Autor, psychiatra sądowy, na przykładzie własnej pracy i poznanych w niej ludzi (pacjentów, ale dane są na tyle zmienione na ile to potrzebne ) opisuje przypadki ludzi, którzy zostali mordercami w nie do końca zwyczajny sposób.
Pokazuje jaki wpływ ma psychika na pewne zachowania.
Nie chodzi o to, żeby usprawiedliwiać morderców (niekiedy wielokrotnych) czy ich czyny (niekiedy potworne), ale żeby zrozumieć, że każdy może stać się mordercą. Wystarczy trochę tego, szczypta tamtego, jakieś uzależnienie, jakieś zmarnowane dzieciństwo, jakieś traumy, czy po prostu wychowanie…

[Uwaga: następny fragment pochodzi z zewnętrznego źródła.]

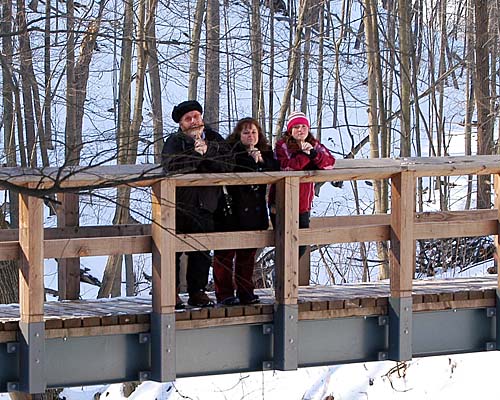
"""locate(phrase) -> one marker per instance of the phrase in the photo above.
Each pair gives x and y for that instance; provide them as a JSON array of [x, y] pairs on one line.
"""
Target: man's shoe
[[247, 300], [200, 299], [179, 305], [229, 301]]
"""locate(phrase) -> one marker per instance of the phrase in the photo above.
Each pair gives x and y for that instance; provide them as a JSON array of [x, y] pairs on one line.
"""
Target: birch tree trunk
[[482, 89], [111, 280], [404, 46], [194, 52], [293, 67], [256, 46], [154, 77], [212, 65], [271, 72], [319, 107]]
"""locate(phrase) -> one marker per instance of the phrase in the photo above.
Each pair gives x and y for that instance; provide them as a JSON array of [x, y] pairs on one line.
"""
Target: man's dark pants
[[199, 262]]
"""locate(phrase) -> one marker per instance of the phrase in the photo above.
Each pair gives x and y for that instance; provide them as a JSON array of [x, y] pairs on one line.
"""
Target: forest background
[[90, 83]]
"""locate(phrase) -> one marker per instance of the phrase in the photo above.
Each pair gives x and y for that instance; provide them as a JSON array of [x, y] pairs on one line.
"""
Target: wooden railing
[[31, 244]]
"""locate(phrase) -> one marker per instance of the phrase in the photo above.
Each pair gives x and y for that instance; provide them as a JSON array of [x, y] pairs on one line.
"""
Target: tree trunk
[[194, 51], [319, 107], [154, 76], [482, 89], [256, 46], [293, 68], [271, 71], [404, 46], [212, 65]]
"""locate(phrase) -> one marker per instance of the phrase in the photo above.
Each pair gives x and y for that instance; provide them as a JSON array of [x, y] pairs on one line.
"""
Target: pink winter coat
[[297, 160]]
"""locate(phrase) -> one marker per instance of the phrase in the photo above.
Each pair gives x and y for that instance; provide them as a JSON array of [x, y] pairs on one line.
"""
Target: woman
[[248, 212], [298, 150]]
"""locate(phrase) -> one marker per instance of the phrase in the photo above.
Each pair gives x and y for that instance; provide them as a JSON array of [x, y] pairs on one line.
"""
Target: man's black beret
[[185, 107]]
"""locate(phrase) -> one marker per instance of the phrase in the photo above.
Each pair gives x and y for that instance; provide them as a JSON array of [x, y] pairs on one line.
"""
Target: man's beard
[[195, 132]]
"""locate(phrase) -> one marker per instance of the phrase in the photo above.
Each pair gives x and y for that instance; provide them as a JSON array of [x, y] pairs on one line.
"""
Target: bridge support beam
[[31, 295], [400, 328], [402, 265], [496, 188], [32, 357], [163, 358], [287, 274], [286, 329]]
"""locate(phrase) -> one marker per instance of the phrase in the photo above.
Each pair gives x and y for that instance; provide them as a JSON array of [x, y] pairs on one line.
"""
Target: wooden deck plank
[[101, 316]]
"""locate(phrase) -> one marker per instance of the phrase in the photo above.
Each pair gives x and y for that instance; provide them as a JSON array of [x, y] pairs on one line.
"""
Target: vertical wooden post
[[402, 265], [496, 188], [68, 269], [305, 268], [164, 284], [31, 295], [287, 274]]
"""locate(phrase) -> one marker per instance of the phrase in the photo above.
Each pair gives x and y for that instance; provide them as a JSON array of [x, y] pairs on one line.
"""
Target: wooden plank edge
[[210, 323]]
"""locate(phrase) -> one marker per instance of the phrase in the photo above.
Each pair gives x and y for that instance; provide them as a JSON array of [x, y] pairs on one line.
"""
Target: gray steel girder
[[244, 348]]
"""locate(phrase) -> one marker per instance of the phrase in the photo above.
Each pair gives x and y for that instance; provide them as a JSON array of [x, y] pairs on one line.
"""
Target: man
[[195, 148]]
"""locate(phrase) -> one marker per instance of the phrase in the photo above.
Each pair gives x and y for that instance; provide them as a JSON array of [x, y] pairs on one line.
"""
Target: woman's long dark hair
[[235, 136]]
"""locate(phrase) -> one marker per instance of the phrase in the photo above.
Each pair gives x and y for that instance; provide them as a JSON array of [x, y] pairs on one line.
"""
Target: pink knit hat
[[296, 118]]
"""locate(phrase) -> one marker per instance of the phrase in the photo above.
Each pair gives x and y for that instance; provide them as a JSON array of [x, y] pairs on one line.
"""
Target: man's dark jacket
[[179, 156]]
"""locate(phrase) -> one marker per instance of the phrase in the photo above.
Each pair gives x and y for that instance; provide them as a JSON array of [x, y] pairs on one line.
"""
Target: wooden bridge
[[68, 343]]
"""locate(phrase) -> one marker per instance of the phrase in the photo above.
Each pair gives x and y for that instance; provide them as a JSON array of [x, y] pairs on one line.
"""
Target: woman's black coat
[[249, 208]]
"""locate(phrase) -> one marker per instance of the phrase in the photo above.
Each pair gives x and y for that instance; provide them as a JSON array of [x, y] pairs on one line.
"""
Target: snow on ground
[[455, 377]]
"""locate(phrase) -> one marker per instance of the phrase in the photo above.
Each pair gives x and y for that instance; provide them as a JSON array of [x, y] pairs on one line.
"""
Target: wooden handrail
[[31, 244], [142, 175]]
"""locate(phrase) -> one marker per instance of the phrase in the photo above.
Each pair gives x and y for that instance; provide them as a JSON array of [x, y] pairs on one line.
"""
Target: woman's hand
[[306, 147], [200, 146], [256, 155]]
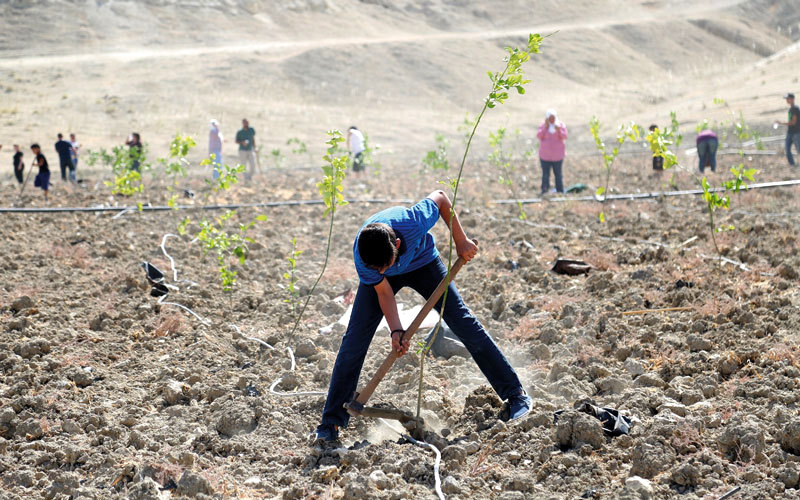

Książkę czyta się jednym tchem, choć jest napisana przez lekarza psychiatrę więc wydawałoby się, że te 580 stron to trudna, nudna najeżona żargonem droga przez mękę, ale nic bardziej mylnego.
To BARDZO ciekawa książka.
Bardzo ładnie wyjaśniająca pewne zawiłe zagadnienia prawne i medyczne, okraszona opowieścią o życiu autora i tym co spotkało jego rodzinę, przedstawiająca niektóre zbrodnie może nie w innym świetle, ale jednak naprawdę inaczej.
Bardzo, bardzo ciekawa książka.
Zachęcam tych, którzy lubią takie klimaty, ja czytałam z wypiekami i zachwytem.
No to chyba coś dla mnie, bo bardzo lubię psychologiczne książki. A tu jednak o krok dalej.